FINANCIAL COMMISSIONER HARYANA STATE Vs. KELA DEVI

Decided On October 31, 1979
FINANCIAL COMMISSIONER,HARYANA STATE Appellant
V/S
KELA DEVI Respondents

JUDGEMENT

(1.) One Nathi held 36 standard acres and 8 standard unit of land in village Bhanguri, and as the "Permissible area" within the meaning of clause (3) of section 2 of the Punjab Security of Land Tenures Act, 1953, (hereafter referred to as the Act) in his case was 30 standard acres, Collector (Surplus) Nuh, declared 6 standard acres and 8 standard units of land as "Surplus area" by his order dated November 25, 1959. Nathi died on July 14, 1965, leaving his widow Smt. Kala Devi respondent No.1,and his mother Smt. Mando respondent No. 2, as heirs. The two heirs made an application under Ss. 10-A (b) and 10B of the Act stating that as the land of Nathi had been inherited by them in equal shares, and the holding with each one of them was much below the "permissible area" of 30 standard acres. there was no "surplus area" within the meaning of clause (5-a) of Section 2 of the Act and no part of it could therefore be utilised for allotment to other tenants. That application was however dismissed by collector (Surplus) on March 13, 1967, on the ground that the "surplus area" declared in Nathi's lifetime had already been allotted to other tenants and could not be excluded from the holding in the hands of his widow and mother. An appeal was taken to the Commissioner of Ambala, but it was dismissed on Jan. 30, 1968, as he took the view that the order of allotment of the "surplus area" of Nathi's holding amounted to "utilisation" of that land under Section 10-A (a). A revision was taken to the Financial Commissioner, but it was rejected on May 8, 1968, for the same reason. Smt. Kala Devi and Smt. Mando then approached the High Court of Punjab and Haryana by a writ petition under Articles 226 and 227 of the Constitution. It was opposed by the present appellants on the ground that as the "surplus area" had been declared and allotted to various tenants during the lifetime of Nathi (except for an area of 8 kanals in village Ghelab) the writ petitioners were not entitled to succeed, as the "surplus area" had already been utilised. It was also pleaded that possession of eight pieces of land had already been delivered to the tenants before the death of Nathi. The controversy before us does not relate to those pieces of land which had been allotted to various tenants and of which possession was given to them during the life time of Nathi.

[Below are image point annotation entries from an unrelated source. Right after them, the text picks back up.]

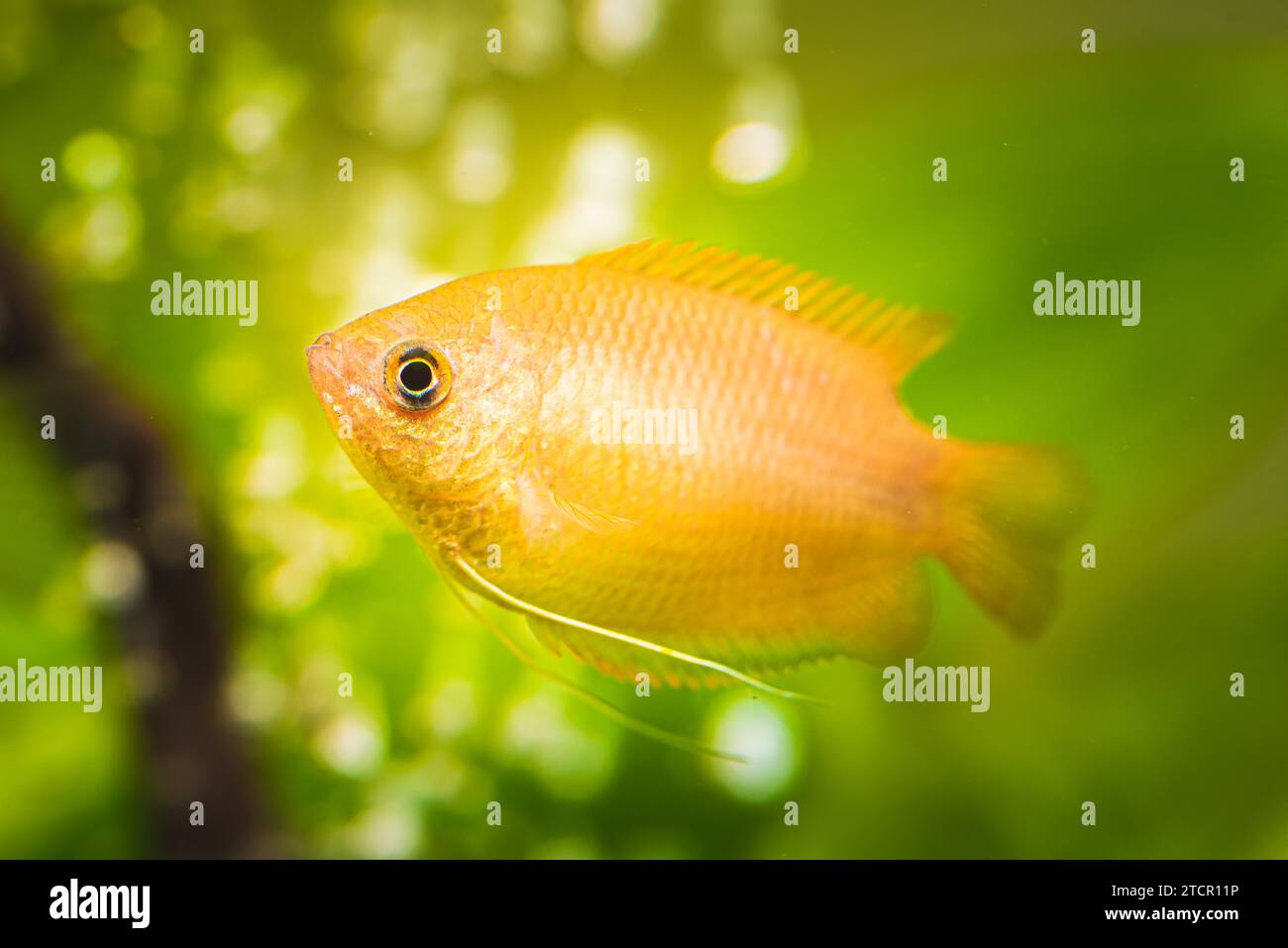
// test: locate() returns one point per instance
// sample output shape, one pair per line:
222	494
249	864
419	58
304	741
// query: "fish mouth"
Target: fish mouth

(2.) The learned single Judge of the High Court who initially heard the writ petition allowed it by his judgment dated October 29, 1968, in so far as it related to the portion of land of which possession had not been given to other tenant's and, to the extent, he set aside the above- mentioned orders of the Collector, the Commissioner, and the Financial Commissioner by which the application of Smt. Kala Devi and Smt. Mando was rejected. An appeal was taken to a Division Bench of the High Court, but it was dismissed on May, 12, 1969. That is why the present appeal has been filed on the basis of High Court's certificate under Article 133 (1) (c) of the constitution.

(3.) The only question which therefore arises for consideration is whether the High Court was right in taking the view that mere allotment of land to other tenants under Section 10-A (a) of the Act did not amount to utilisation of the "surplus area" when the resettled tenants had not taken possession under the allotment orders.